The resulting sculptures here are made of materials such as silk velvet or wool, hanging on the gallery walls. “I always work with the space and the tension between different spatial elements,” Friis explains. “I find it interesting to combine the intimate with the large-scale.” These finished pieces bring to mind the human body, their organic shapes familiar, beautiful yet repulsive. “I am interested in the body’s vulnerability and human mortality,” explains the artist, “but also the power and violence of life.” Through folds of fabric or coils of yarn, they give the impression of uncontrollable growth, of burgeoning, swelling, multiplying masses. The soft earthy colours are reminiscent of skin tones and more (for some parts are a deep crimson). Are we looking at parts of a body, or at natural landscapes? “I’m interested in the ambivalence and insecurity that the materials and their colours evoke,” admits Friis.
This visceral element finds resonance in the works of Athar, whose striking stone sculptures explore the expressive potential of the contemporary human body. Classical-style figures and busts are hewed out of marble, only to be deformed, amputated, alienated and manipulated. Limbs are twisted, torsos amputated and faces seemingly sawed off or simply blown away. At other times, they are metamorphosed by hitting the stone for hours in a regular cadence, creating a trance-like, meditative state. Athar gives shape to his subjects’ innermost thoughts, fears, agonies and suffering by distorting his sculptures through a variety of techniques, including carving, sandblasting, acid erosion and shooting. The distortions of stone depict the distortions of an internally tormented spirit, vulnerable to the violence of life. For the artist, a perfect body “is an unsuitable reflection of a person’s physical and psychological fragility.”
For Athar, growing up in various countries in his youth, after a childhood in Florence, has reinforced a sense of belonging that goes beyond geographical borders. This desire for a common human experience, transcending culture and time mingles with the images that permeated his childhood, of the Gulf War, themes of suffering and violence that became a part of the unfortunate fabric of his cultural heritage. As such, it is only when the perfect ideal, the perfect body is manipulated, Athar says, that “it begins expressing a reality representative of the human condition – a condition that finds entropy in its very essence.” This sense of violence permeates each piece, the perfect marble subject to a variety of invasive acts, from being eaten away by acid to being blasted away physically with force. Natural processes, such as rain slowly eroding away stone over millennia are sped up, compacted and forced upon each piece of stone. “The work seeks to highlight an inevitability each one of us is subject to – our very own form of decline,” explains Athar. “They embody an acceptance of time’s natural processes and an acknowledgment of time as an element that bonds us. They aim to stand as a testimony for the possibility of beauty in the face of decay.”

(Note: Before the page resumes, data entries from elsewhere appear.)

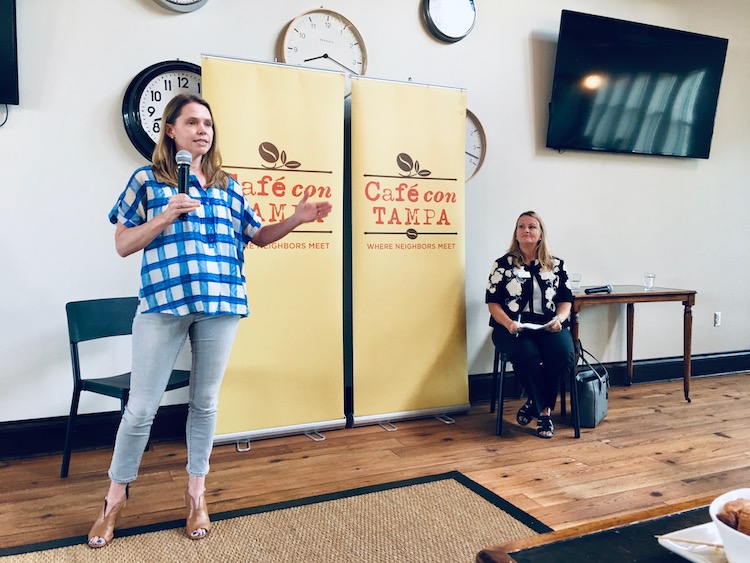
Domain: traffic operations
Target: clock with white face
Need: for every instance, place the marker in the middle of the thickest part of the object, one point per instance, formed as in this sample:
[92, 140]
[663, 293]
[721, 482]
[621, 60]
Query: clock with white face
[449, 20]
[148, 94]
[327, 40]
[476, 145]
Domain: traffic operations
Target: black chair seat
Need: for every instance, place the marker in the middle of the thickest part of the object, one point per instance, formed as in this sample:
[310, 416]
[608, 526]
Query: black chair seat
[498, 393]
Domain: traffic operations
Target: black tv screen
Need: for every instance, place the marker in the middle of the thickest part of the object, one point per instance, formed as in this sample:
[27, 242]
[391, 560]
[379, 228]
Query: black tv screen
[8, 53]
[628, 87]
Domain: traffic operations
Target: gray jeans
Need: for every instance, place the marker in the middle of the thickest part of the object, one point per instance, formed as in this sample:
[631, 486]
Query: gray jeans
[157, 340]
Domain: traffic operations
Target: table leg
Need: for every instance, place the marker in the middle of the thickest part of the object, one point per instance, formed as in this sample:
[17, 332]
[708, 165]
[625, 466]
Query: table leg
[687, 347]
[631, 317]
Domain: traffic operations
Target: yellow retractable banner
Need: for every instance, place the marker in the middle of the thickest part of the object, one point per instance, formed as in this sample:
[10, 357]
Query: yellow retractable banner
[409, 318]
[281, 132]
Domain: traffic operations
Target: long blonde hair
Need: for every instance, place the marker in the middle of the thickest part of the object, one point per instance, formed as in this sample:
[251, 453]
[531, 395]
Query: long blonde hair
[163, 160]
[543, 253]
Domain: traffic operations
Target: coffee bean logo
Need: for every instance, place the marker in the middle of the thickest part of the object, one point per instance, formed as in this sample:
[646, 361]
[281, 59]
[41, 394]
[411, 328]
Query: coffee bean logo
[410, 166]
[271, 154]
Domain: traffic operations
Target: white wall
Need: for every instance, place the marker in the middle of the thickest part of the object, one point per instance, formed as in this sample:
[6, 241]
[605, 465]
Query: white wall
[65, 158]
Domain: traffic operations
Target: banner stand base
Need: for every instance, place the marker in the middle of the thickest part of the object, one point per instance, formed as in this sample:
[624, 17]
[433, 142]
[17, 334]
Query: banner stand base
[388, 418]
[309, 428]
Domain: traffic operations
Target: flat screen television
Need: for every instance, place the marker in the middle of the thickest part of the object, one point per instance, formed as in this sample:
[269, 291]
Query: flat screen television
[8, 53]
[628, 87]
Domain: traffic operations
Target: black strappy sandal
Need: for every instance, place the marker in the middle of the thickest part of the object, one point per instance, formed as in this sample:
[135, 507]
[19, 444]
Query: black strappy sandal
[526, 413]
[544, 427]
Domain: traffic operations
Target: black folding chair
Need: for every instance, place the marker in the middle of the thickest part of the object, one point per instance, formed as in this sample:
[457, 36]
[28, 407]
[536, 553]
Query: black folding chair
[91, 320]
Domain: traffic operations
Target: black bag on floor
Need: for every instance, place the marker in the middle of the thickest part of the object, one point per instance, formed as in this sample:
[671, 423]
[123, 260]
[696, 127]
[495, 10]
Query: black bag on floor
[592, 382]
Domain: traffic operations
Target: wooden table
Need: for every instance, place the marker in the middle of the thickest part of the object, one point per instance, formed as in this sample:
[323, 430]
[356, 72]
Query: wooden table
[630, 295]
[621, 544]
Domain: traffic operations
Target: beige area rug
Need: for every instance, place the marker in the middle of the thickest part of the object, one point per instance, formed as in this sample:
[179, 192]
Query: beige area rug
[441, 518]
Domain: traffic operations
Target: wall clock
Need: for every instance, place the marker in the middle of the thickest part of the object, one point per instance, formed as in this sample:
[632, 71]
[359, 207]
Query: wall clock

Entering the exhibition space is to enter a strange room of bodies. Friis’s sculpture evades the walls, creating a space reminiscent perhaps of The Upside Down; somewhere fleshy, threateningly organic, pulsing with hidden life. Athar’s sculptures, while hard and cold stone, capture the visceral bloody violence of the human condition, of an ongoing battle with this too, too fragile flesh. There may only be velvet and stone here, yet, somehow, there is flesh everywhere.